The Train That Carried the Girl From Town, recorded April 29, 1927 by Frank Hutchison.

Okeh 45313 – Frank Hutchison – 1928

Born on this day (March 20) was Frank Hutchison, one of the outstanding players in early recorded music, and one of the earliest white musicians to record blues.

Hutchison was born in 1897 (per his birth certificate, though some sources suggest an 1891 date, see Mr.

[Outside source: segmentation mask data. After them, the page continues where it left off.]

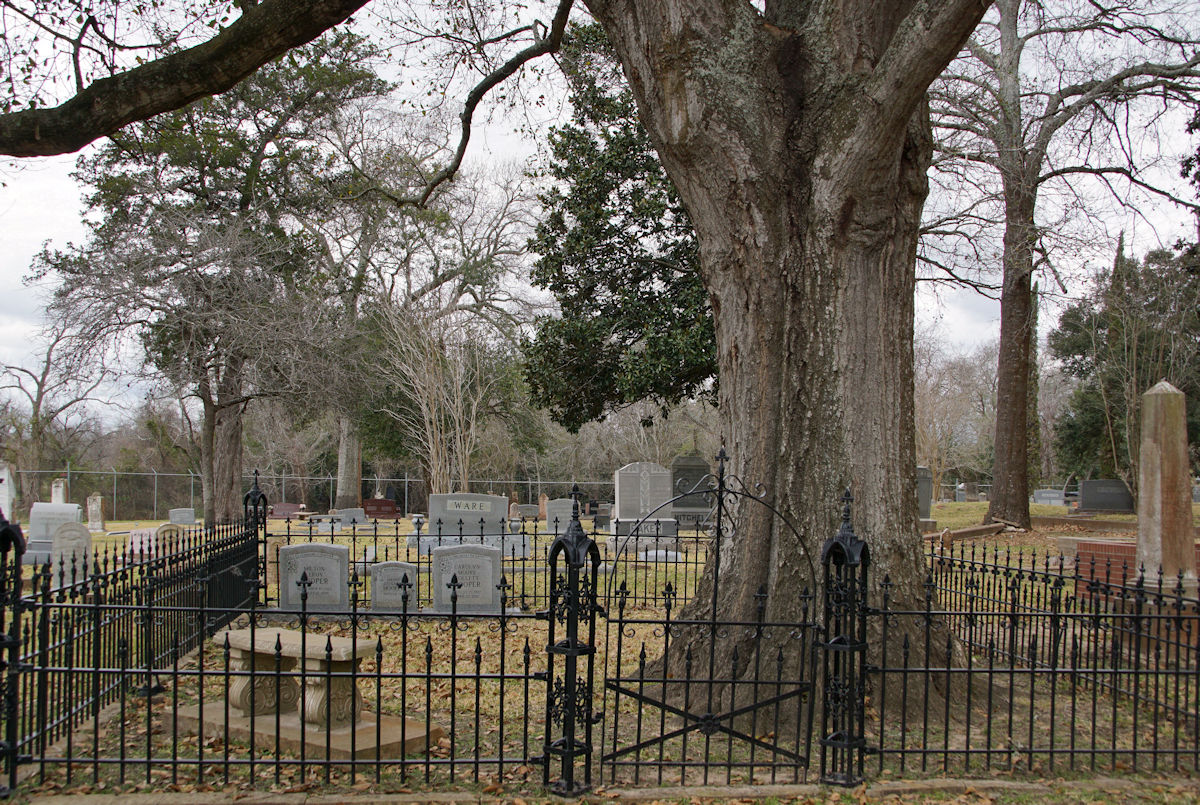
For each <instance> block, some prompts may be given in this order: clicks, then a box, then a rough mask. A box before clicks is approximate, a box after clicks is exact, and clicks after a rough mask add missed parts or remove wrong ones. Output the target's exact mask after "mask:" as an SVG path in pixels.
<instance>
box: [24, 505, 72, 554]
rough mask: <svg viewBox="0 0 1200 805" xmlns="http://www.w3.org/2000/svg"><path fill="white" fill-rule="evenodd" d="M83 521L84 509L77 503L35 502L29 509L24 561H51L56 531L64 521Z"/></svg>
mask: <svg viewBox="0 0 1200 805" xmlns="http://www.w3.org/2000/svg"><path fill="white" fill-rule="evenodd" d="M79 522H83V510H82V509H80V507H79V504H77V503H41V501H38V503H35V504H34V505H32V507H31V509H30V511H29V533H28V534H26V542H28V545H26V548H25V555H24V559H23V561H24V563H25V564H41V563H44V561H49V559H50V552H52V551H53V547H54V533H55V531H56V530H58V529H59V525H62V524H64V523H79Z"/></svg>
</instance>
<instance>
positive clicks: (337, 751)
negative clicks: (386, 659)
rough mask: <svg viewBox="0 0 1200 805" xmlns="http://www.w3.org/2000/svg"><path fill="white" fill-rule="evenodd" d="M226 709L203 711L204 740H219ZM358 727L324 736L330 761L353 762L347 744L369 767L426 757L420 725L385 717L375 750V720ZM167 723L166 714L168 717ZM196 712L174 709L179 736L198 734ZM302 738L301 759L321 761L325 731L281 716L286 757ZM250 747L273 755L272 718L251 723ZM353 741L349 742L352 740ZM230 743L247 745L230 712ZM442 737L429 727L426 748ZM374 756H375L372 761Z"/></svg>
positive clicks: (229, 709)
mask: <svg viewBox="0 0 1200 805" xmlns="http://www.w3.org/2000/svg"><path fill="white" fill-rule="evenodd" d="M224 713H226V704H224V701H221V699H218V701H216V702H212V703H211V704H206V705H205V707H204V734H205V735H222V737H223V735H224V734H226V733H224V729H226V717H224ZM356 715H358V725H356V726H354V727H350V726H346V727H338V728H335V729H330V731H329V744H328V745H329V757H330V758H331V759H337V761H347V759H349V758H350V757H352V755H350V744H352V740H353V743H354V755H353V757H355V758H358V759H360V761H373V759H376V757H379V758H383V759H388V758H398V757H404V756H407V755H413V753H421V755H424V753H425V722H424V721H415V720H413V719H400V717H397V716H391V715H384V716H383V719H382V721H380V722H379V743H378V749H377V744H376V717H377V716H376V714H374V713H359V714H356ZM168 717H169V714H168ZM199 723H200V717H199V708H198V707H196V705H194V704H193V705H188V707H181V708H179V716H178V726H179V729H180V732H185V733H197V732H199ZM301 733H302V735H304V746H305V753H306V755H307V756H308V757H320V758H323V757H325V746H326V744H325V737H326V733H325V731H324V729H317V728H312V727H308V728H306V729H301V727H300V714H299V713H284V714H281V715H280V731H278V741H280V749H281V750H282V751H287V752H299V751H300V740H301ZM253 734H254V746H256V747H257V749H259V750H265V749H269V750H270V751H275V740H276V733H275V716H274V715H258V716H256V717H254V732H253ZM352 735H353V738H352ZM229 737H230V738H233V739H235V740H244V741H247V743H248V741H250V737H251V731H250V719H248V717H245V716H240V715H236V711H235V710H234V709H233V708H229ZM444 737H445V731H444V729H442V727H439V726H437V725H432V727H431V729H430V735H428V745H430V746H431V747H433V746H437V745H438V739H440V738H444ZM377 752H378V755H377Z"/></svg>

Scott’s comment below) in Logan County, West Virginia.  He made his living working in the coal mines, but was also a versatile musician, skilled in guitar, which he frequently played using a slide, harmonica, and vocals.  In September of 1926, Hutchison made his first recordings for the Okeh Phonograph Company, starting with one of his most famous numbers, “Worried Blues”.  From 1926 to 1929, Hutchison cut forty-one sides, all for Okeh, and appeared on Okeh’s “Medicine Show” a set of records highlighting Okeh’s top hillbilly artists, much like Columbia’s “A Corn Licker Still in Georgia” series, and so forth.  After making his records and ending his work in the coal mines, he opened a store and served as postmaster of Lake, West Virginia.  Tragically, Hutchison lost everything and became an alcoholic when the store burned down.  He later relocated to Ohio and worked as a musician on riverboats.  Hutchison died of liver disease in 1945.

Okeh 45313 was recorded September 10 and 11, 1928 in New York City by Frank Hutchison.  These were Hutchison’s only sessions in 1928, and the latter was his second to last session overall.

As were a great many of Hutchison’s recordings, the humorous “The Burglar Man”—an old time song also recorded by the likes of Uncle Dave Macon—is nothing short of a guitar masterpiece.  This side was recorded on the latter date.

The Burglar Man, recorded

The Burglar Man, recorded September 11, 1928 by Frank Hutchison.

On his rendition of the old minstrel song “Alabama Girl, Ain’t You Comin’ Out Tonight?”, Hutchison is joined by Sherman Lawson on fiddle.  This one is one of three issued Hutchison sides to feature Lawson.  This side was recorded on the September 10 date.

Alabama Girl, Ain't You Comin' Out To-Night, recorded

Alabama Girl, Ain’t You Comin’ Out Tonight, recorded September 10, 1928 by Frank Hutchison.

Updated with improved audio on September 11, 2017, and on October 29, 2017.